Scalability

2010-06-23 11:17
For Berlin Buzzwords we concentrated pretty heavily on scalable systems and architectures: We had talks on Hadoop for scaling data analysis; HBase, Cassandra and Hypertable for scaling data storage; Lucene and Solr for scaling search.

A recurring pattern was people telling success stories involving project that either involve large amounts of data or growing user numbers. Of course the whole topic of scalability is extremely interesting for ambitious developers: Who would not be happy to solve internet-scale problems, have petabytes of data at his fingertips or tell others that their "other computer is a data center".

There are however two aspects of scalability that people tend to forget pretty easily: First of, if you are designing a new system from scratch that implements a so far unknown business case - your problem most likely is not scalability. It's way more likely that you have to solve marketing tasks, just getting people to use your cool new application. Only after observing what users actually do and use you have the slightest chance of spotting the real bottlenecks and optimising with clear goals in mind (e.g. reduce database load for user interaction x by 40%).

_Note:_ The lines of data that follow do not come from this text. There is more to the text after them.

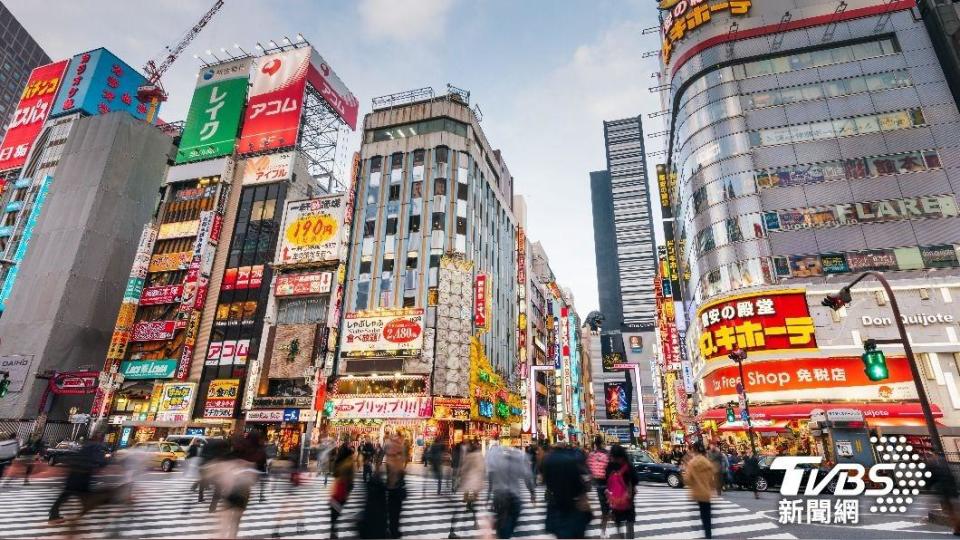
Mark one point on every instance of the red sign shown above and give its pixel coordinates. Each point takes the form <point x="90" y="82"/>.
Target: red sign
<point x="166" y="294"/>
<point x="802" y="374"/>
<point x="480" y="301"/>
<point x="272" y="118"/>
<point x="35" y="104"/>
<point x="401" y="331"/>
<point x="334" y="92"/>
<point x="764" y="321"/>
<point x="295" y="284"/>
<point x="153" y="330"/>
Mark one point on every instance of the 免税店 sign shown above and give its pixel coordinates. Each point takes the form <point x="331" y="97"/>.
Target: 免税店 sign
<point x="764" y="321"/>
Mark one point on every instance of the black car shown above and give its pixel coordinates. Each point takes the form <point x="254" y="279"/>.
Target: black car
<point x="61" y="452"/>
<point x="767" y="478"/>
<point x="650" y="469"/>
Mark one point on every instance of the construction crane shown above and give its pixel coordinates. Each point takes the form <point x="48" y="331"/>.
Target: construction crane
<point x="153" y="92"/>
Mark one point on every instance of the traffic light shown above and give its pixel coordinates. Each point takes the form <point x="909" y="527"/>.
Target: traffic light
<point x="837" y="301"/>
<point x="874" y="361"/>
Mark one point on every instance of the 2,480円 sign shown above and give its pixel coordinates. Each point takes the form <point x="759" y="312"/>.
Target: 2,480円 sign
<point x="765" y="321"/>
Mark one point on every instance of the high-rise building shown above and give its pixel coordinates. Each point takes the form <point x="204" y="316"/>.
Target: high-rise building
<point x="810" y="143"/>
<point x="19" y="54"/>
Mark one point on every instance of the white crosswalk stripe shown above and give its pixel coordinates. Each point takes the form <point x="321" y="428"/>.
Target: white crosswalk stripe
<point x="159" y="512"/>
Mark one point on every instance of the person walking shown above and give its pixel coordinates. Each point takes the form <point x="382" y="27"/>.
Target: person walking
<point x="621" y="490"/>
<point x="342" y="466"/>
<point x="396" y="462"/>
<point x="472" y="473"/>
<point x="568" y="509"/>
<point x="700" y="476"/>
<point x="597" y="462"/>
<point x="509" y="472"/>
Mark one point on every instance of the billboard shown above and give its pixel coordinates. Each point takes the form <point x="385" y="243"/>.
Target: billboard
<point x="399" y="333"/>
<point x="764" y="321"/>
<point x="616" y="401"/>
<point x="312" y="231"/>
<point x="272" y="118"/>
<point x="33" y="108"/>
<point x="215" y="110"/>
<point x="334" y="92"/>
<point x="97" y="82"/>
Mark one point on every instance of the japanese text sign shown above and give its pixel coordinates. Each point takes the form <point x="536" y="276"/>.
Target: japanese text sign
<point x="688" y="15"/>
<point x="312" y="231"/>
<point x="272" y="118"/>
<point x="214" y="115"/>
<point x="32" y="110"/>
<point x="765" y="321"/>
<point x="383" y="407"/>
<point x="97" y="82"/>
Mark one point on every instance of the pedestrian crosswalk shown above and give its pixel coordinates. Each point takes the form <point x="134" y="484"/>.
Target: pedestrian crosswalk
<point x="165" y="507"/>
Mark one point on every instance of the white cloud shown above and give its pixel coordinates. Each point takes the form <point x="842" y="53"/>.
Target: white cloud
<point x="407" y="22"/>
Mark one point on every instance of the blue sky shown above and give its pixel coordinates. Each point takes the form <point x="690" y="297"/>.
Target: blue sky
<point x="544" y="73"/>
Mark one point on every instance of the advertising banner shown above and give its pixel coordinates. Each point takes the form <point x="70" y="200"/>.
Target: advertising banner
<point x="268" y="168"/>
<point x="97" y="82"/>
<point x="214" y="116"/>
<point x="397" y="334"/>
<point x="36" y="100"/>
<point x="312" y="230"/>
<point x="382" y="407"/>
<point x="617" y="401"/>
<point x="310" y="283"/>
<point x="764" y="321"/>
<point x="176" y="402"/>
<point x="334" y="92"/>
<point x="221" y="398"/>
<point x="272" y="118"/>
<point x="153" y="330"/>
<point x="149" y="369"/>
<point x="165" y="294"/>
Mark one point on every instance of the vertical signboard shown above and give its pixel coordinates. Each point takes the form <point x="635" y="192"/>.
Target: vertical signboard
<point x="34" y="107"/>
<point x="97" y="82"/>
<point x="214" y="115"/>
<point x="272" y="118"/>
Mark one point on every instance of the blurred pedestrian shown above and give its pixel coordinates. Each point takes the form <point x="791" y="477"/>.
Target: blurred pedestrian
<point x="700" y="476"/>
<point x="396" y="462"/>
<point x="342" y="482"/>
<point x="568" y="509"/>
<point x="944" y="484"/>
<point x="621" y="490"/>
<point x="472" y="473"/>
<point x="597" y="464"/>
<point x="509" y="472"/>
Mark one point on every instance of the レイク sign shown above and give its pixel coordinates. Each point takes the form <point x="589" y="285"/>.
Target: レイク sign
<point x="34" y="107"/>
<point x="764" y="321"/>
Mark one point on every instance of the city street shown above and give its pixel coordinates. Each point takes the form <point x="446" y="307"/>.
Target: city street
<point x="662" y="512"/>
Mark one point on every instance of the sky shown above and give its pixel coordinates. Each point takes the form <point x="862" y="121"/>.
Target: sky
<point x="545" y="75"/>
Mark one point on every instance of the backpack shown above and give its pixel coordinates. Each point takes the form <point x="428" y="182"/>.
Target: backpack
<point x="618" y="494"/>
<point x="597" y="463"/>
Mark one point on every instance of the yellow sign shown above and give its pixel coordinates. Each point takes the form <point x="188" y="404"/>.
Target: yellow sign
<point x="687" y="15"/>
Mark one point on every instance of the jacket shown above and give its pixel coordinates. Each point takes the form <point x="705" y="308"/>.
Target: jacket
<point x="700" y="475"/>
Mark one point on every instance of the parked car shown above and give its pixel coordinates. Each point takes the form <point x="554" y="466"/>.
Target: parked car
<point x="61" y="452"/>
<point x="162" y="454"/>
<point x="651" y="469"/>
<point x="767" y="478"/>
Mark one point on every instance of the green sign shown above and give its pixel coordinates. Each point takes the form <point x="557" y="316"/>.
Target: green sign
<point x="214" y="115"/>
<point x="149" y="369"/>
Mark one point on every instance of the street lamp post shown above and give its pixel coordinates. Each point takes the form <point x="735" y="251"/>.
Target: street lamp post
<point x="843" y="297"/>
<point x="738" y="356"/>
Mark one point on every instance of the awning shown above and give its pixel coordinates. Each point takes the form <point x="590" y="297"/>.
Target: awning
<point x="876" y="414"/>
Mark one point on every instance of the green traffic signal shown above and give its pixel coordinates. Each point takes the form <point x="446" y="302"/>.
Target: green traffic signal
<point x="874" y="361"/>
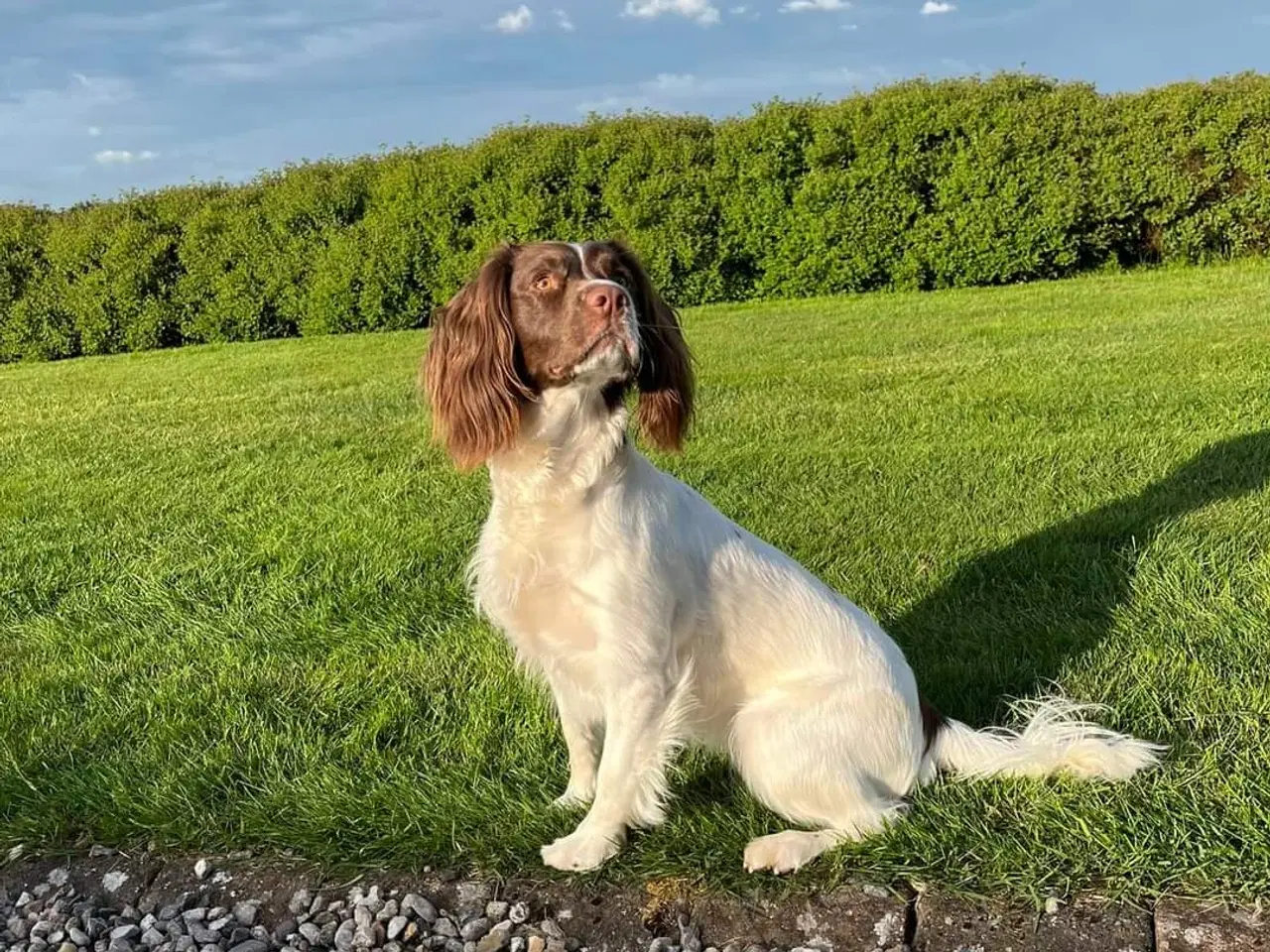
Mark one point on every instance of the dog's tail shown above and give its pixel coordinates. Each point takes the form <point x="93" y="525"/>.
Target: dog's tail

The second issue people tend to forget about scalability is that the term is about scaling systems - some developers easily mix that up with high performance. The goal is not to be able to deal with high work load, but to build a system that can deal with increasing (or decreasing) work load. Ultimately this means that not only your technology must be scalable: Any architecture can only scale to a certain load. The organisation building the system must be willing to continuously monitor the application they built - and be willing to re-visit architectural decisions if the environment changes.

Jan Lehnardt had a very interesting point in his talk on CouchDB: When talking about scalability, people usually look into the upper right corner of the application benchmark. However to be truely scalable one should also look into the lower left corner: Being scalable should not only mean to be able to scale systems up - but also to be able to scale them down. In the case of CouchDB this means that not only large installations at BBC are possible - but running the application on mobile devices should be possible without problems as well. It's an interesting point in the current "high scalability" hype.